-Cankat-
Sözlere inanmamam gerektiğini bana annem öğretmişti. Elini tutup beni bırakmaması için ağlayarak yalvardığımda "Ben hep yanındayım," dedikten saniyeler sonra bu hayata gözlerini yummuştu. İşte o an kelimelerin benim için değeri yok oldu. Gideceğini hissetmeme rağmen onun sözlerine inandığım için kendimden daha çok nefret etmemi sağlamıştı.
Bugün ise yeni varlığını öğrendiğim kardeşimin sözüne hissederek inandım. Kelimeleri anlamsız kılan ben, bugün 'Son' kelimesiyle sarsıldım. Aynı hisle de hastaneden nasıl çıktığımı anlamadan kendimi arabada evin yolunu tutarken buldum. Annemin odasının yandığını öğrendiğim evin yolunu... İçinde sözüne inandığım kardeşimin olduğuna emin olduğum evin yolunu...
Göz açıp kapanana kadar kendimi evin önünde bulduğumda arabadan inmem bir oldu. İtfaiye arabasının yolu kapattığı girişten başımı evin üst katına doğru şaşkınlık ve korkuyla çevirdim. Dumandan başka dışarıya ateşin izine dair görüntü yansımasa da kalbimin boğazımda atmasını sağladı.
Kaybetme korkusu... Bunu sevdiğim kadında yaşamıştım ama bu o değildi.
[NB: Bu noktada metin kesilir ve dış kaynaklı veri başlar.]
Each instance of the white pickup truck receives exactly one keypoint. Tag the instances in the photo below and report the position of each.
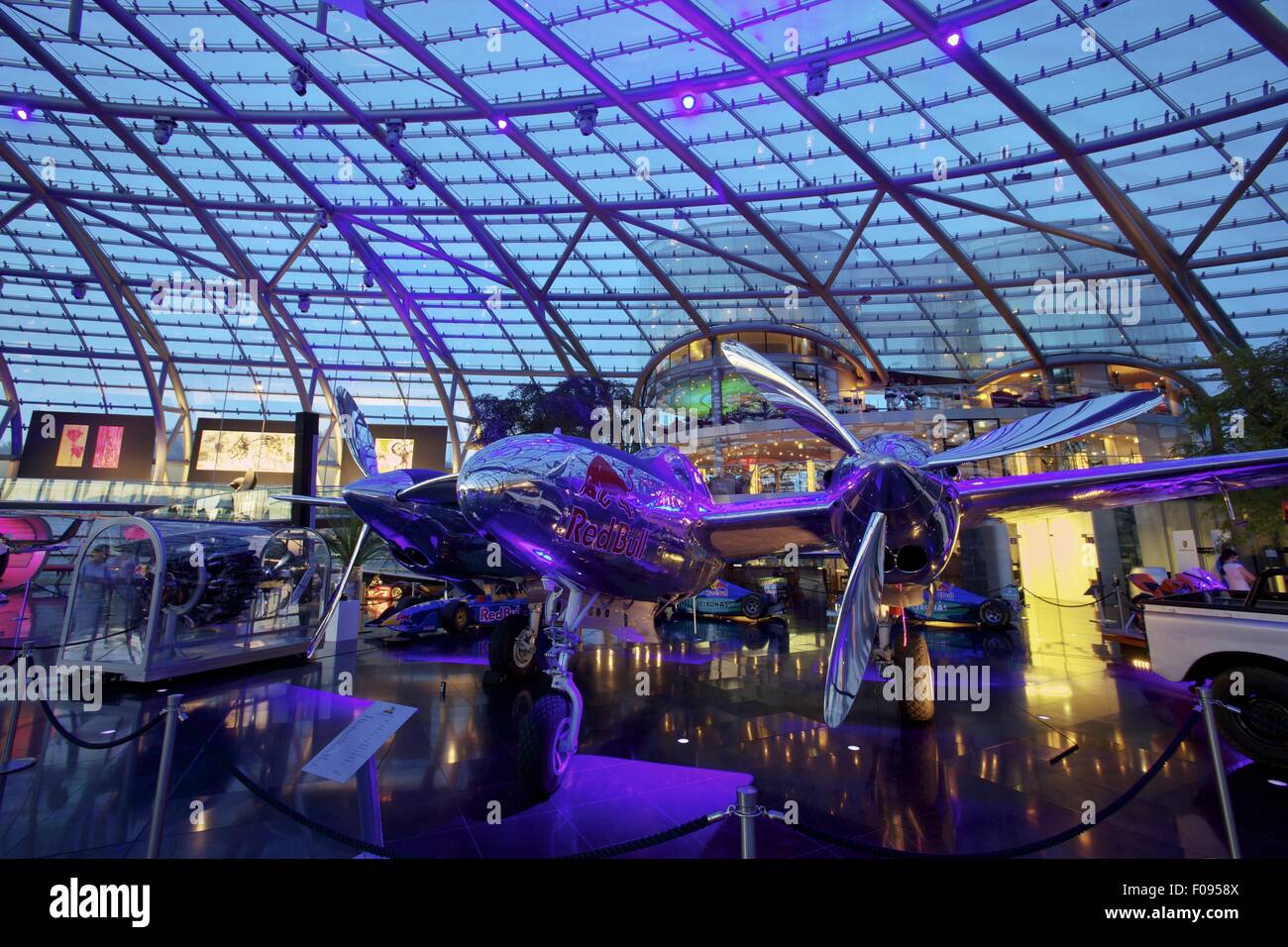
(1241, 646)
Biraz daha farklı bir duygu çevremi sardı o an. Beni buraya kadar ne hissettiğimi anlamadan getiren o korku...
Şaşkınlığımı atmam saniyeler aldığında kapının önüne koşarak ilerlemeye çalışırken göremediğim polis şeridine takıldım. O an beni fark eden polis kaşlarını çatarak önüme yaklaştığında sadece ağzını oynatarak duyabildiğim 'İçeriye girmeyiniz' cümlesini umursamadan onu iterek hareket ettim. Kapıya yaklaşamadan biri önümü kestiğinde iri vücuduyla sarsılmamı sağladı.
"İçeriye giremezsiniz." Bağırarak anlamamı sağladığında polis olduğunu yeniden umursamadan omuzundan ittim.
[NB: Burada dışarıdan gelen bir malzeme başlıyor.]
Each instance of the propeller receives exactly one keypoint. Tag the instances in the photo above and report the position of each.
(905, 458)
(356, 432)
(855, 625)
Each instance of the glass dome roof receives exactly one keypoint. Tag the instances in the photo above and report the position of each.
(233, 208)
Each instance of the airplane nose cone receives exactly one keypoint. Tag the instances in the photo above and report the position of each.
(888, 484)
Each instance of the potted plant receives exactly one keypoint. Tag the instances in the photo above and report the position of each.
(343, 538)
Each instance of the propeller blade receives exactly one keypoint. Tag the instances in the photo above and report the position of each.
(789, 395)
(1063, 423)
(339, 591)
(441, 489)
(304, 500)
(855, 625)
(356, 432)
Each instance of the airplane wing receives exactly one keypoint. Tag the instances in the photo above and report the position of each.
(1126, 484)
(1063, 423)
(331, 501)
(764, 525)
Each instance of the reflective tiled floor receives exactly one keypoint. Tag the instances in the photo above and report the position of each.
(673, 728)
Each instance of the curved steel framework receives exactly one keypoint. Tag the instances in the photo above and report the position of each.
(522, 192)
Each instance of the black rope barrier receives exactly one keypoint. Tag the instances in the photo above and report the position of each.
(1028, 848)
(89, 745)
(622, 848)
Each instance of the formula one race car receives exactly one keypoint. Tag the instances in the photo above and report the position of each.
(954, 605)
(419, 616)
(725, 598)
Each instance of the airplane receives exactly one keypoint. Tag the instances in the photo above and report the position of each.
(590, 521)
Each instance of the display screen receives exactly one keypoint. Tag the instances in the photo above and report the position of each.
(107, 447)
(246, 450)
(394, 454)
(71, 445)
"Çekil şuradan, benim evim burası." Nasıl bağırdığımın farkında olmadan yüzüne soluduğumda yeni bir engelim olmadan ilerleyecekken kolumdan tuttu.
"Ateşin tamamen sönmesine az kaldı zaten. Yine de tehlike altından çıkmadan sizin içeriye girmenize izin veremeyiz." Tepkime karşılık siniri yüzüne yansısa da sesine dikkat eder gibi konuştuğunda kolumu silkeledim.
"Çekil önümden." Tükürürcesine konuşurken kolumu yeniden tutmaya kalkıştığında yüzüne doğru yumruk savurdum. Hıncımı alamadığım an biri belimden tutarak geriye çekilmemi sağladı.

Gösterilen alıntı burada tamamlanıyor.